Frosted orache is primarily wind-pollinated but can be self-pollinating.

In Britain there are only two (possibly three) species of insect known to produce galls on frosted orache. Hayhurstia atriplicis is an aphid that infests the leaves, causing swelling and curling of the leaf blade; Trioza chenopodii is a bug whose nymphs roll the leaves without causing causing any thickening; and Stefaniella brevipalpis (which still requires confirmation as a British species) is a midge which inhabits the stems.
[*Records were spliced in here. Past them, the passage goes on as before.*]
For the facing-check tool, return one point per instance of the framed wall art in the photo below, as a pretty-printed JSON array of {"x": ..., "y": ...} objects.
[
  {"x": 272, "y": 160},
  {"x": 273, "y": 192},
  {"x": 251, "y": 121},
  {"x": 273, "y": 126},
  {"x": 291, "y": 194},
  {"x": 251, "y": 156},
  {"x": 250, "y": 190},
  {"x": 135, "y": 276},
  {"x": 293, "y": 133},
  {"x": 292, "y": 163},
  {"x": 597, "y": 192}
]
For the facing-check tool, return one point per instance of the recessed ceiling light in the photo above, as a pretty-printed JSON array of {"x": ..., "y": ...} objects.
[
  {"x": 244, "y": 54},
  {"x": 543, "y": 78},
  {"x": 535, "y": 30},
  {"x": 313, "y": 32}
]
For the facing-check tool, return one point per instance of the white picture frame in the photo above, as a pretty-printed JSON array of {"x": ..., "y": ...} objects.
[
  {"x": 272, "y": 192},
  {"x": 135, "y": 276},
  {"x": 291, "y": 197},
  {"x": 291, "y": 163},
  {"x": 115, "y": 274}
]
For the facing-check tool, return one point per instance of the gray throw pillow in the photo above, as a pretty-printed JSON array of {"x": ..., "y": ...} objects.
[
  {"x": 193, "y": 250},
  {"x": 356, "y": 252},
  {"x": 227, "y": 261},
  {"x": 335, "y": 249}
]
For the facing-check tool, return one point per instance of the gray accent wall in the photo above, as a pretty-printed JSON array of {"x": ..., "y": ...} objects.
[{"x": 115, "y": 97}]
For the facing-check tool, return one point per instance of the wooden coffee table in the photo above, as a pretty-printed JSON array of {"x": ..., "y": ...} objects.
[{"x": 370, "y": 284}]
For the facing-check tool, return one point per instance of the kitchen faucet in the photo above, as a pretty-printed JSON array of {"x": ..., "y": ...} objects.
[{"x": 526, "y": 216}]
There are several more parasites in Europe. The goosefoot pug, Eupithecia sinuosaria, is an Asian species that has spread westwards in recent years. Its larvae feed on the flowers of frosted orache. Another such moth is Goniodoma auroguttella, whose larvae make a case of the bracteoles and feed on the developing fruit before migrating to the base of the plant to pupate within the stem and emerge in spring. This species only occurs in the Mediterranean populations, where the narrow tidal range allows more plants to overwinter. Finally, there is a micromoth called Scrobipalpa atriplicella, the goosefoot groundling, the larvae of which create leaf mines in this and other species of Amaranthaceae.